Solana Bulls Eye Break Above $83.44 as Bluntz Dismisses Bear Case
Solana (SOL) drew trader attention after Bluntz Capital rejected bearish bets following a reported 77% peak-to-trough drawdown, arguing that deep sell-offs can purge positions and set up rebounds. Bluntz highlighted a weekly close near $89.95 on Binance and noted the 200-week simple moving average near $103.55 and a 14-period RSI in the mid-30s, framing current momentum as weak rather than decisively bearish. Separately, analyst Ali Charts identified near-term technical levels: a decisive break above $83.44 would expose resistance targets at $87.11 and $90.97 on short-term charts. The four-hour structure shows repeated reactions around horizontal bands, making $83.44 a key decision point; failure to hold above it could see sellers reassert control. Overall, the piece signals a range-bound SOL with potential short-term upside if buyers can sustain above the marked breakout zone, while weekly indicators caution that momentum and long-term trend remain fragile.
Neutral
The article presents mixed signals rather than a definitive directional trigger. Bullish arguments: Bluntz Capital frames the 77% drawdown as capitulation that can precede rebounds and notes a recent weekly close near $89.95, implying upside if buyers return; Ali Charts identifies a clear breakout level ($83.44) with nearer-term targets ($87.11, $90.97). Bearish/neutral arguments: weekly momentum (14-period RSI in mid-30s) and SOL trading below the 200-week SMA (~$103.55) indicate longer-term weakness.
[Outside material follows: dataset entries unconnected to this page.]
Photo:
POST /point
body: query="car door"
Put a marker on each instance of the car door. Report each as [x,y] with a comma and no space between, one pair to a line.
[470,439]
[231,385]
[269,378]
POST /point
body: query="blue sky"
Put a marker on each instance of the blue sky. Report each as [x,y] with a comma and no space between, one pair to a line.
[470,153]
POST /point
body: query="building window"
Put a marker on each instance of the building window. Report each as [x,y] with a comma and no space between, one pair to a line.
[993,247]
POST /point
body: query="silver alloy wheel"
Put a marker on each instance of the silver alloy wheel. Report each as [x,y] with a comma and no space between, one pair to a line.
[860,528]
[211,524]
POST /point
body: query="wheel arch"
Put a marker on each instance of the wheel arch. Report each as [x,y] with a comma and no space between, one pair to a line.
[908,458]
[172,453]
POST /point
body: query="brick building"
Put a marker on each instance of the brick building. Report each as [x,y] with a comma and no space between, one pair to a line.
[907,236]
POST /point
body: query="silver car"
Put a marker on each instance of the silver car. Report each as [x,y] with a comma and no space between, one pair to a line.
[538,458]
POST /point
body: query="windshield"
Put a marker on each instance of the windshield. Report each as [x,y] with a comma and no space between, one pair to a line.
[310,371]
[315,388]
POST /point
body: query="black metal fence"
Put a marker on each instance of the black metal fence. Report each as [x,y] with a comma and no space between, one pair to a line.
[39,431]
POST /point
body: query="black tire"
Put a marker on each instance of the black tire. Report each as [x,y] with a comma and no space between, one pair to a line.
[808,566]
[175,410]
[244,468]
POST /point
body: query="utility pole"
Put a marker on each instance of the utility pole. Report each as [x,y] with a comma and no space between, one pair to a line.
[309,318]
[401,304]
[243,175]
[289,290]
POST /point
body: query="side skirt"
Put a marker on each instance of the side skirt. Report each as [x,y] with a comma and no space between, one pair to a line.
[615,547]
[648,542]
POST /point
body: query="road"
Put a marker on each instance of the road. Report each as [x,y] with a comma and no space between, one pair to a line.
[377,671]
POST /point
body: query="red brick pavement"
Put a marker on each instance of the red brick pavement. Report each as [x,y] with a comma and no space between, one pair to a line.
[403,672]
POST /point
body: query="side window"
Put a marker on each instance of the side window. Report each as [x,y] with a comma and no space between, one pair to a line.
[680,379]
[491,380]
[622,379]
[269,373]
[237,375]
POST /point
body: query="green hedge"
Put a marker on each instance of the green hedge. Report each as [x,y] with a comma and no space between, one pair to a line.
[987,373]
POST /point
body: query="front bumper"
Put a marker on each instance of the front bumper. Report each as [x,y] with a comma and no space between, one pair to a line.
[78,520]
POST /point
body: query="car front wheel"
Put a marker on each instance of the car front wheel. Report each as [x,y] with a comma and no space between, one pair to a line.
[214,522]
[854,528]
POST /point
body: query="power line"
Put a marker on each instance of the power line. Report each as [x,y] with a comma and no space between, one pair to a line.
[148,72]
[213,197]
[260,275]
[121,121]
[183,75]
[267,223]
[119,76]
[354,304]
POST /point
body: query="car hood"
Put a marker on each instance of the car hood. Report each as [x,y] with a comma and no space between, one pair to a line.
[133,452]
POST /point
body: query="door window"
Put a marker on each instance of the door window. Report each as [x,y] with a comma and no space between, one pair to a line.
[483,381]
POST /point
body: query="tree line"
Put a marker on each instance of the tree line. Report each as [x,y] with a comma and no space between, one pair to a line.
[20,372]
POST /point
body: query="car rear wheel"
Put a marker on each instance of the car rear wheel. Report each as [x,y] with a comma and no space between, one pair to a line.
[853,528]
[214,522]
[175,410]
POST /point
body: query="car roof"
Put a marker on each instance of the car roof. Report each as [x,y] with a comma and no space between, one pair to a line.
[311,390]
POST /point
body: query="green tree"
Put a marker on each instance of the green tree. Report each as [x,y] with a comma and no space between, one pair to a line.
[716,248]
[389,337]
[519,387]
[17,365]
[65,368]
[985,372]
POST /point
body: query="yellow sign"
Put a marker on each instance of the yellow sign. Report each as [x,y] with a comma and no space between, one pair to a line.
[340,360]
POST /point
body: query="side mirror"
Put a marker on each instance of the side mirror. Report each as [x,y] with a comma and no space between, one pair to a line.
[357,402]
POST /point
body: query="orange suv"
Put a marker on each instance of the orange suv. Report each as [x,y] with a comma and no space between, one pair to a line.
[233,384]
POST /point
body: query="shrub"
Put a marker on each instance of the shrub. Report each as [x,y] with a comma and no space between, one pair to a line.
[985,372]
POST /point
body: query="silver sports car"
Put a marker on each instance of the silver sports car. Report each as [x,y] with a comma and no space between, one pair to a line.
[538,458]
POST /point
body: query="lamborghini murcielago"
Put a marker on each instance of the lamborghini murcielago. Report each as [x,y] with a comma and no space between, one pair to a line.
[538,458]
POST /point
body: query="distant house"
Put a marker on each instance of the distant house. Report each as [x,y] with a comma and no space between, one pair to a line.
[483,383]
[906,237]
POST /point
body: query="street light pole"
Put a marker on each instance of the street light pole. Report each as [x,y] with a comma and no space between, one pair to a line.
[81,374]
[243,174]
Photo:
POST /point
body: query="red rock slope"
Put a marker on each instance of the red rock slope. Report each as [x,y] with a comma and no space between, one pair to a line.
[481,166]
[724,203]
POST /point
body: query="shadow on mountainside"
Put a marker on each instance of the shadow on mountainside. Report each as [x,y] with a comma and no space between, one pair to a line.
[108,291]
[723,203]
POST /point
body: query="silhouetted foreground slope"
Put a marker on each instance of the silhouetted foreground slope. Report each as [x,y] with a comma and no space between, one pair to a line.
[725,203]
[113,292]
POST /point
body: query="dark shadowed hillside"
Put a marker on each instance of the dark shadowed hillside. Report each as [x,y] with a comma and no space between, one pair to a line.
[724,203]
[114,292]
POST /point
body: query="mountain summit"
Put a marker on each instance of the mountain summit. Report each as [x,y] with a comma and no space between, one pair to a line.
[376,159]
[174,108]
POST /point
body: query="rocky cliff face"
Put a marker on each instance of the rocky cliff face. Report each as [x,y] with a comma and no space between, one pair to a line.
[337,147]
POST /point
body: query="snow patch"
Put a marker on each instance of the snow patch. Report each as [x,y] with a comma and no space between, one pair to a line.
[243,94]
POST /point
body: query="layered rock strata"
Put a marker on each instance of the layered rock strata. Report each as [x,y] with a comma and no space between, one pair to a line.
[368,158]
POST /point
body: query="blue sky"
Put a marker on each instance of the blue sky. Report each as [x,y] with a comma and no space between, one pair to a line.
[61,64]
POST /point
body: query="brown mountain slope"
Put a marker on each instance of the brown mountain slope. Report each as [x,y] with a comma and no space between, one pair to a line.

The immediate impact is likely short-term directional sensitivity: a sustained move above $83.44 would likely draw short-term momentum buyers and trigger tests of the listed resistance levels (bullish short-term). Failure to reclaim or hold above that band would renew selling pressure and favor further downside or continued range-bound action (bearish/neutral short-to-medium term). Historically, deep drawdowns have produced both failed bounces and durable recoveries depending on macro risk appetite and BTC-led moves; therefore, traders should watch breakout follow-through, volume, and broader crypto risk cues (BTC direction, on-chain activity) for confirmation. Risk management: set stops for failed breakouts, watch liquidity near the highlighted resistance bands, and scale position size given elevated volatility after large drawdowns.